Con respecto a esto, no podemos olvidar que la historia de la resiliencia dice que para que ella se desarrolle, tenemos que haber tenido en nuestra vida al menos una persona que nos reflejara una imagen positiva de nosotros, que nos permitiera ser desde nuestra singularidad, pero también acogernos desde nuestra vulnerabilidad, alguien que se mostrara disponible para acudir en caso de que lo necesitáramos, para sostenernos, para apoyarnos, para ser espejo de autoconfianza invitándonos a explorar, escucharnos, sentirnos, vernos. Alguien que estuviera ahí para ayudarnos a levantarnos cuando nos caemos.
Pero también, no podemos olvidar la segunda parte, la que tiene que ver con nuestras redes y la generación de relaciones intersistemas que pueden ocurrir en una sociedad, a través de las cuales podemos generar un útero enorme que contenga y sostenga, o un infierno enorme también en el momento en que funcionamos de forma individualista, normalizamos situaciones de violencia y deshumanización, en el momento en que normalizamos sociedades que no siente el dolor humano ni tienen la capacidad de empatizar con el mismo, una sociedad que en vez de acoger nos está enseñando a pulso a desconectarnos, a creer que la vida es competencia en vez de colaboración y crecimiento, en el momento en que impulsamos una sociedad que nos empuja a creer que la vida humana del otro desconocido, lo que le duele o afecta no nos compete ni nos impacta. Una gran utopía si consideramos que somos seres sociales e interdependientes.
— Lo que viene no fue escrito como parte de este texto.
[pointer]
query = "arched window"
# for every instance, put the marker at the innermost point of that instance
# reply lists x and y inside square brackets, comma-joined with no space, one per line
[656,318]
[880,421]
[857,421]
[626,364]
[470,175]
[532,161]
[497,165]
En este sentido, la resiliencia, no es una cualidad estática, un rasgo o característica inmutable ni individual, sino que es un proceso dinámico y cambiante que implica una suma de factores, como lo es nuestra capacidad de evolucionar. Si queremos una sociedad amorosa con lo humano, y con capacidad de superación, tenemos que recordar que como afirma Gruen, la fuente de toda animadversión y violencia reside en una cultura, que pone los logros y la posesión por encima de todo y que apenas hace posible a los hombres desarrollar una identidad basada en la confianza y la compasión. Sólo si tenemos en cuenta los complicados entrelazamientos recíprocos de la estructura social y las biografías individuales podremos entender por qué la violencia es omnipresente».